Scholastic reported that total revenues for the first quarter ended August 31 were $306.9 million, virtually flat with sales of $306.1 million in last year's first period. Excluding one-time charges, the company had a net loss of $43.4 million in the quarter, up from a loss of $31.8 million in fiscal 2002. Company president Dick Robinson said results in the quarter were in line with expectations and that Scholastic expects earning per share for the year to be in the $2.65 to $2.95 range.

Robinson said that the reason for the wide earnings forecast is that Scholastic is still not sure if it will publish the fifth Harry Potter book, Harry Potter and the Order of the Phoenix, before its fiscal year ends May 31, 2003. The company announced that it has signed a contract with J.K. Rowling to publish the next Potter title in the U.S. Although Scholastic has published the first four Potter books and was considered the de facto publisher for number five, it had no contract with Rowling for the book. Barbara Marcus, president of the children's book publishing and distribution group, told analysts, "As soon as we get delivery [of Order of the Phoenix], we'll let you know our publishing plans."

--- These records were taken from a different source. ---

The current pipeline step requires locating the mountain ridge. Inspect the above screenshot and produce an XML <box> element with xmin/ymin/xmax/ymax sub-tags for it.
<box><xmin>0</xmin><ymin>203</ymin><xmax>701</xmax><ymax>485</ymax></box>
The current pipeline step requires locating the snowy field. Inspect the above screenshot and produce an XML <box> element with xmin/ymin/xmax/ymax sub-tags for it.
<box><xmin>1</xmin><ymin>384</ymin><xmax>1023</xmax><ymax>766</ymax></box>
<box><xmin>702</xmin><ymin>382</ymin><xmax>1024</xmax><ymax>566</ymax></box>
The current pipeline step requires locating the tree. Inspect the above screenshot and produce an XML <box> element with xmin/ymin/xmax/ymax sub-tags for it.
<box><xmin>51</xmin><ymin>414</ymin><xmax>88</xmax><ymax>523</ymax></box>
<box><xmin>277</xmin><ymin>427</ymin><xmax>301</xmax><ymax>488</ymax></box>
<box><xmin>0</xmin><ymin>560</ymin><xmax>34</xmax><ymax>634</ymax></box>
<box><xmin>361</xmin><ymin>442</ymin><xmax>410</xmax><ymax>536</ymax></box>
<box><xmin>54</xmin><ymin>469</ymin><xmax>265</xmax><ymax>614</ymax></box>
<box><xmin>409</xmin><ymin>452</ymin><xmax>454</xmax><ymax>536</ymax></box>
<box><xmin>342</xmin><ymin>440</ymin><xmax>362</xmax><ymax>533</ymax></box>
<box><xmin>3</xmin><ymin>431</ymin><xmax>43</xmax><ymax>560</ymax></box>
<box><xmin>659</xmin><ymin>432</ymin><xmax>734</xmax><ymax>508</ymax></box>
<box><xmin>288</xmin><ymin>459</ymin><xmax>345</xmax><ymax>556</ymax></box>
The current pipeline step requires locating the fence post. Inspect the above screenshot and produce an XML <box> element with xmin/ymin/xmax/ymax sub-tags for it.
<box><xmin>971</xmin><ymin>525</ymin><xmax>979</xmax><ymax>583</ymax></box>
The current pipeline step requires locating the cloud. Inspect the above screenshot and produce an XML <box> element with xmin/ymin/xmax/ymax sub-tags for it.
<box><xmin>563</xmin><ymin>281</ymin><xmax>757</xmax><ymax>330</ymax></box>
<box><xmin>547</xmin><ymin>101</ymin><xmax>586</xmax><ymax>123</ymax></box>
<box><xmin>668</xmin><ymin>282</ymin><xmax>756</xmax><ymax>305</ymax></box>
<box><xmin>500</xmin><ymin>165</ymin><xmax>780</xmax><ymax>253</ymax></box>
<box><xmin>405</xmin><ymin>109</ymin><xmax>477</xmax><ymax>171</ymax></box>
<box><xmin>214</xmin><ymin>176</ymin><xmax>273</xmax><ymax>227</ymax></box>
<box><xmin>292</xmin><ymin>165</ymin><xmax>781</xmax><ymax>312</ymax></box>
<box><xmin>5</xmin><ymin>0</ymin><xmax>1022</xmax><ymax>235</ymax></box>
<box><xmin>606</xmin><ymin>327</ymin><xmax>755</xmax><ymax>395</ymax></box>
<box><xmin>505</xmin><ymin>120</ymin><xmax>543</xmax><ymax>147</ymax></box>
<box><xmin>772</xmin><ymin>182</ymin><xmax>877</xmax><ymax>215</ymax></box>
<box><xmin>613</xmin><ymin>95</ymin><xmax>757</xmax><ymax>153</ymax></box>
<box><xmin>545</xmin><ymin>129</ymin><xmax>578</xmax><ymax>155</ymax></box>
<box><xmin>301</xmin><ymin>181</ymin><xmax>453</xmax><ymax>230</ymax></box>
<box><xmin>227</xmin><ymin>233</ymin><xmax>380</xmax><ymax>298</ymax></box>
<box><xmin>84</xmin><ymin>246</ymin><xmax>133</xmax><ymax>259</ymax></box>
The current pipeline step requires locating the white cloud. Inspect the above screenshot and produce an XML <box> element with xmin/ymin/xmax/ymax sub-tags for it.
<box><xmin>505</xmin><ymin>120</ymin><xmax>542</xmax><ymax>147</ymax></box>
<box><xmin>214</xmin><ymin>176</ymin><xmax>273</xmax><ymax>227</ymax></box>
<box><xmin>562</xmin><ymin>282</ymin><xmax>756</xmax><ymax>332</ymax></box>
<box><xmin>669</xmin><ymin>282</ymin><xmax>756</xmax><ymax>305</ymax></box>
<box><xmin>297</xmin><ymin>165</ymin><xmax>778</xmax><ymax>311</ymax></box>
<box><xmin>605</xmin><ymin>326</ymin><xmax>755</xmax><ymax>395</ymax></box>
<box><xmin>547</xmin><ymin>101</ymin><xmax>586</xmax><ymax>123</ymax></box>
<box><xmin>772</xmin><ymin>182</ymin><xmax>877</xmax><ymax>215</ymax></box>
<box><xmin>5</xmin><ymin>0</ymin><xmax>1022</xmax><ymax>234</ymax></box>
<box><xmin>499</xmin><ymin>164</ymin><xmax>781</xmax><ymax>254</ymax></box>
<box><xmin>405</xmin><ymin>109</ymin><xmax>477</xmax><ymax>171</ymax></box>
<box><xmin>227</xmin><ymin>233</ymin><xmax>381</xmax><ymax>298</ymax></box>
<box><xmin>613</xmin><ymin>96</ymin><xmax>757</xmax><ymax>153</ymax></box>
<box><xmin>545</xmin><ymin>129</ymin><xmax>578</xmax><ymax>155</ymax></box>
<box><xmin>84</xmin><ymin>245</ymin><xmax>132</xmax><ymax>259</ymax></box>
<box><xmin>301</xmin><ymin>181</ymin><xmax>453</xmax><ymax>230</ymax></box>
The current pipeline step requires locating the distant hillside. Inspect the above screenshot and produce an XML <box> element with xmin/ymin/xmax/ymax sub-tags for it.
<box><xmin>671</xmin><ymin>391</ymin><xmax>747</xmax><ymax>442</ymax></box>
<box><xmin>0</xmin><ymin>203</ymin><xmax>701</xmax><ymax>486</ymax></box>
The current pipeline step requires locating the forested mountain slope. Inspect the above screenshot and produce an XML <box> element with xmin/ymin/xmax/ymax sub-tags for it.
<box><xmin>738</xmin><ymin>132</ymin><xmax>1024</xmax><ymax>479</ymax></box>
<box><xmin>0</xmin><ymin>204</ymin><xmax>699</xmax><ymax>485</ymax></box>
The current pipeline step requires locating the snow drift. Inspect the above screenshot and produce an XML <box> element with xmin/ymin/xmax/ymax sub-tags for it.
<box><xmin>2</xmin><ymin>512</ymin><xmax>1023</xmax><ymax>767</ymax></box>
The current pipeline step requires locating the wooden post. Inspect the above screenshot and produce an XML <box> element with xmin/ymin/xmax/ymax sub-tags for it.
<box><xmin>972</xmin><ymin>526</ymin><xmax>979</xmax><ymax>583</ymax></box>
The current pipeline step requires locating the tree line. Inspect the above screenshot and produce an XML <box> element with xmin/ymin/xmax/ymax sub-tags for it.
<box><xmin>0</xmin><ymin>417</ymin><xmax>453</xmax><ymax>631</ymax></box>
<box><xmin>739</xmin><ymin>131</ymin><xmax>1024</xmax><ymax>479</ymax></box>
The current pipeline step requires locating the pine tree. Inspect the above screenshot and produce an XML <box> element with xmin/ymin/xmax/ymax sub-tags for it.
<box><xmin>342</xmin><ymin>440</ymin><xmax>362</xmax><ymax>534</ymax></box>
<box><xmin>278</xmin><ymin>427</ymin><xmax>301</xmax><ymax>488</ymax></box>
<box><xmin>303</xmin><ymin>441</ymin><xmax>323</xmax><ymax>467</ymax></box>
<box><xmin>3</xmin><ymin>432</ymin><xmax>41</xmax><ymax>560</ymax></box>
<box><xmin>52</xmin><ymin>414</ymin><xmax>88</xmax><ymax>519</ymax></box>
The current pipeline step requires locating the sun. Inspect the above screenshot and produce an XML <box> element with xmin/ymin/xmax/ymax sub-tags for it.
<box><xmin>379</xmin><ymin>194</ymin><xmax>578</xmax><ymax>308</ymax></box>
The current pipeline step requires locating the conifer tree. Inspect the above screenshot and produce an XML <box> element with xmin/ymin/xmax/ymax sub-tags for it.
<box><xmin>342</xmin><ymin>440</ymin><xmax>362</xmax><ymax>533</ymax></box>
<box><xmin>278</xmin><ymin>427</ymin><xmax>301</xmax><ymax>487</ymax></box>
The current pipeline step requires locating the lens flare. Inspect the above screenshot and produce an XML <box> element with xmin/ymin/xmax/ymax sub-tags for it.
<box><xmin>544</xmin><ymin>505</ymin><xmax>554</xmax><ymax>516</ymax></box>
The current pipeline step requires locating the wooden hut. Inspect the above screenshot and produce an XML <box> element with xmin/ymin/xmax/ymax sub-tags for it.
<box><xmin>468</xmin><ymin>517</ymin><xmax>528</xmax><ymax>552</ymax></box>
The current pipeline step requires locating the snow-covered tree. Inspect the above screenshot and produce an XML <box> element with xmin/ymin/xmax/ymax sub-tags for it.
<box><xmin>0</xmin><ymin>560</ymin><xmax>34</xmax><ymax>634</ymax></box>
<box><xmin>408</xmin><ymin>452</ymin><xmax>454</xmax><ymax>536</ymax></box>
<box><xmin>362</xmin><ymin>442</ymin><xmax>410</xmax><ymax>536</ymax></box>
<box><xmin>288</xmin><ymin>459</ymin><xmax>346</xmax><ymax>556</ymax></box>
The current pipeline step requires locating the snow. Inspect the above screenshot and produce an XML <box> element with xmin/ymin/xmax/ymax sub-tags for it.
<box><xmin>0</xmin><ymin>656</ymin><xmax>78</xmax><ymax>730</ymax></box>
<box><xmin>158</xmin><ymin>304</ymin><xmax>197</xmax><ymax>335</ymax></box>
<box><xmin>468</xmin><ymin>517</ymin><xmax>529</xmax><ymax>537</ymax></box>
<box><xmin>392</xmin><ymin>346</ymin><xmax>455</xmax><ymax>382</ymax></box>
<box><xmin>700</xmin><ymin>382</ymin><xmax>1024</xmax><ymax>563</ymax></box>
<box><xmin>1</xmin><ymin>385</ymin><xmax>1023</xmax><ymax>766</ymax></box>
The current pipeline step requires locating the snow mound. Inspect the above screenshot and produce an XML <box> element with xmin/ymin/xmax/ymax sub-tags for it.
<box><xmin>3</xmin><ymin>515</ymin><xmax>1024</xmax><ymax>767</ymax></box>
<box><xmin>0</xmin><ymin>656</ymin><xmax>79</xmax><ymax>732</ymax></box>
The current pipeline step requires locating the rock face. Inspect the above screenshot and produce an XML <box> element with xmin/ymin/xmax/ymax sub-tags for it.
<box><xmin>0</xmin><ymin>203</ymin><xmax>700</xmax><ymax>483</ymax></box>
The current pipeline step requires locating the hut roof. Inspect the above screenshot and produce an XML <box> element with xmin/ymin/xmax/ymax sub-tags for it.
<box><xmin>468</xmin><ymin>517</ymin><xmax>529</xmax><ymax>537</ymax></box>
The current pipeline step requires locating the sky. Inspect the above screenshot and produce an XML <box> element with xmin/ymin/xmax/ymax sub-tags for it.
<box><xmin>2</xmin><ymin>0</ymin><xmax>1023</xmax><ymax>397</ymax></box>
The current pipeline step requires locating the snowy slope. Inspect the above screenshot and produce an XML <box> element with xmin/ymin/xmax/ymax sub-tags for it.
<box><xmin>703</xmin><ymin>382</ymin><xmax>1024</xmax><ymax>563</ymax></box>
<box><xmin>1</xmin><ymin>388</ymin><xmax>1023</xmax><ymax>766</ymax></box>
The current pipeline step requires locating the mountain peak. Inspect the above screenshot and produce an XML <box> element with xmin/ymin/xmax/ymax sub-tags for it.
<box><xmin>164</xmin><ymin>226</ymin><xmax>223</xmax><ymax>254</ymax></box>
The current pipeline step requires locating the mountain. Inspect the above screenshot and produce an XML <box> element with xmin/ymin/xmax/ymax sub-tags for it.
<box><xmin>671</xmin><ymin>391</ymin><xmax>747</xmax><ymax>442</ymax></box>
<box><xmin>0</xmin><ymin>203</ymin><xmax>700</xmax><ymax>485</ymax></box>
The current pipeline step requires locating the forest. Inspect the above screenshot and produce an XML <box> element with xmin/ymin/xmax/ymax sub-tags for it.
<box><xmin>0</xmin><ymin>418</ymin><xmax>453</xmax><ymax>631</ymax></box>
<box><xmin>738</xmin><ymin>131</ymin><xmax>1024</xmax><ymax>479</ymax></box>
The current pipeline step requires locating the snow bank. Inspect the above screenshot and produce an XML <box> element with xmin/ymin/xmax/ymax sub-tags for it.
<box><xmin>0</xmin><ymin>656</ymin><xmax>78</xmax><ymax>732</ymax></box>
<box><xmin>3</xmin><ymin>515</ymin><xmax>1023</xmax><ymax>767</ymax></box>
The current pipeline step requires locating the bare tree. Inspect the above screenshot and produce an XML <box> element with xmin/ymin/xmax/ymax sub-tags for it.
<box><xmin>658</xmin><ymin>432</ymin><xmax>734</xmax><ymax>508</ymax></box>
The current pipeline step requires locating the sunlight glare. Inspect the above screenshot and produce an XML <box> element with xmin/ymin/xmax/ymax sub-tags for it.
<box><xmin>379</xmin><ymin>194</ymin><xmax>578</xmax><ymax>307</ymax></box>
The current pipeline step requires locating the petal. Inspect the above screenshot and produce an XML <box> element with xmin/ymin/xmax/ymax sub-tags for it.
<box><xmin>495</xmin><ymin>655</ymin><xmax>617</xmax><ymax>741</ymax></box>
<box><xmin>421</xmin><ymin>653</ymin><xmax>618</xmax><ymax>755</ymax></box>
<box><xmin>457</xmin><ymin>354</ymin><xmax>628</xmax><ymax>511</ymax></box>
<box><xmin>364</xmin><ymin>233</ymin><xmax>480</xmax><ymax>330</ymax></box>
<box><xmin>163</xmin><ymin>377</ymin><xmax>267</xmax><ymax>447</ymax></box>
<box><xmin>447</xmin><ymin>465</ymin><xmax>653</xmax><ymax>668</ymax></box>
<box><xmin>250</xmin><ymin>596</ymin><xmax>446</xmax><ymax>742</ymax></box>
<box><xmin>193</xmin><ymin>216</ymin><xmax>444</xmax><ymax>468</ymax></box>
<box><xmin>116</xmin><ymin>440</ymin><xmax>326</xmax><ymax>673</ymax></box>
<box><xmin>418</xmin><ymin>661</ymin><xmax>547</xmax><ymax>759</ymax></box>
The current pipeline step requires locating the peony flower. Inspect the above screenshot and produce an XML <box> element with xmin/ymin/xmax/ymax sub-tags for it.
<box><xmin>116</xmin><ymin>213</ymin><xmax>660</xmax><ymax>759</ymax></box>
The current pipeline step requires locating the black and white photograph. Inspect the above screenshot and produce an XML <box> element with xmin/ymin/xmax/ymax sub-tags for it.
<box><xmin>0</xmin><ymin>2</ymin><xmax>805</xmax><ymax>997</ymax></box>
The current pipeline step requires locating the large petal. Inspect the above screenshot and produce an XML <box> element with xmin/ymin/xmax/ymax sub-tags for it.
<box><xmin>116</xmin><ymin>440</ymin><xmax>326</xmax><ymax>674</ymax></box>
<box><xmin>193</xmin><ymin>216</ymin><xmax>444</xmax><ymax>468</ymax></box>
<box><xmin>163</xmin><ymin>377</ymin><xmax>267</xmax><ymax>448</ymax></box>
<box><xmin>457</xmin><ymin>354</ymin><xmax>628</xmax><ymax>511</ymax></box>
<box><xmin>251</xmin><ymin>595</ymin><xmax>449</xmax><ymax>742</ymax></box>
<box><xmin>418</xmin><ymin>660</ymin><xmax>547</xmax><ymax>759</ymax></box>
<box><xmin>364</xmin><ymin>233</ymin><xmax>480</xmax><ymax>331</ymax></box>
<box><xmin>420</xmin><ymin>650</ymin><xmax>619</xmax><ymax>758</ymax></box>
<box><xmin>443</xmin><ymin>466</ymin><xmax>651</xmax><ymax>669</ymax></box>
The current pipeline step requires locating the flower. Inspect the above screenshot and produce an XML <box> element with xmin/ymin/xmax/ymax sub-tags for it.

For the first quarter, revenues in Scholastic's book publishing and distribution segment slipped to $140.2 million from $141.1 million in the year-ago period. Klutz, acquired in the fourth quarter of fiscal 2002, added $11 million to sales, partially offsetting a $6.3 million decline in the direct-to-home continuities business. Revenues from Potter books were about $15 million, the same level as in the comparable period in fiscal 2002. Orders from book clubs and book fairs are on track, and Robinson noted that 15% of club orders came via the Internet in the quarter.

In its other segments, revenues fell to $88 million from $91.7 million in the educational publishing division. Sales of Read 180, Scholastic's reading intervention program, rose by $9 million in the quarter, offsetting a decline in revenues from Scholastic Literary Place. Sales in the media, licensing and advertising division fell to $17.1 million from $18.3 million, due mainly to lower magazine advertising. Robinson said that in the quarter, Scholastic reached an agreement to produce Clifford's Puppy Days for broadcast on PBS Kids in late 2003 or early 2004. In November, the first of 26 I Spy shows will begin airing on HBO Family.

International sales rose to $61.6 million from $55 million, reflecting a turnaround in the U.K. operation as well as growth in Australia and Canada.

Results for the company's first quarter include a $1.9-million charge related to a settlement in connection with a class action lawsuit filed in 1997. The suit, filed by a group of shareholders, charged that Scholastic had concealed a decline in Goosebumps sales and an increase in returns. In announcing the settlement, Charles Deull, v-p and general counsel, said, "Scholastic acted appropriately at all times in this matter: however, we believe it is prudent to settle this case and to put the matter behind us." The total settlement was for $7.5 million, but the company's insurers will pay 75% of the total cost.

New Spanish Chief

Asked about Scholastic's experience with Spanish-language books, Robinson said sales through its school clubs continue to increase and that the company has appointed Mauricio Sabene to the newly created position of v-p of Spanish publishing. Sabene, who has held executive positions for Avon Products in Mexico and Argentina, will be in charge of all Scholastic's Spanish-language publishing operations including its units in Mexico, Argentina and Puerto Rico as well as Lectorum. He will be based in New York and report to Hugh Roome, president of Scholastic's international group.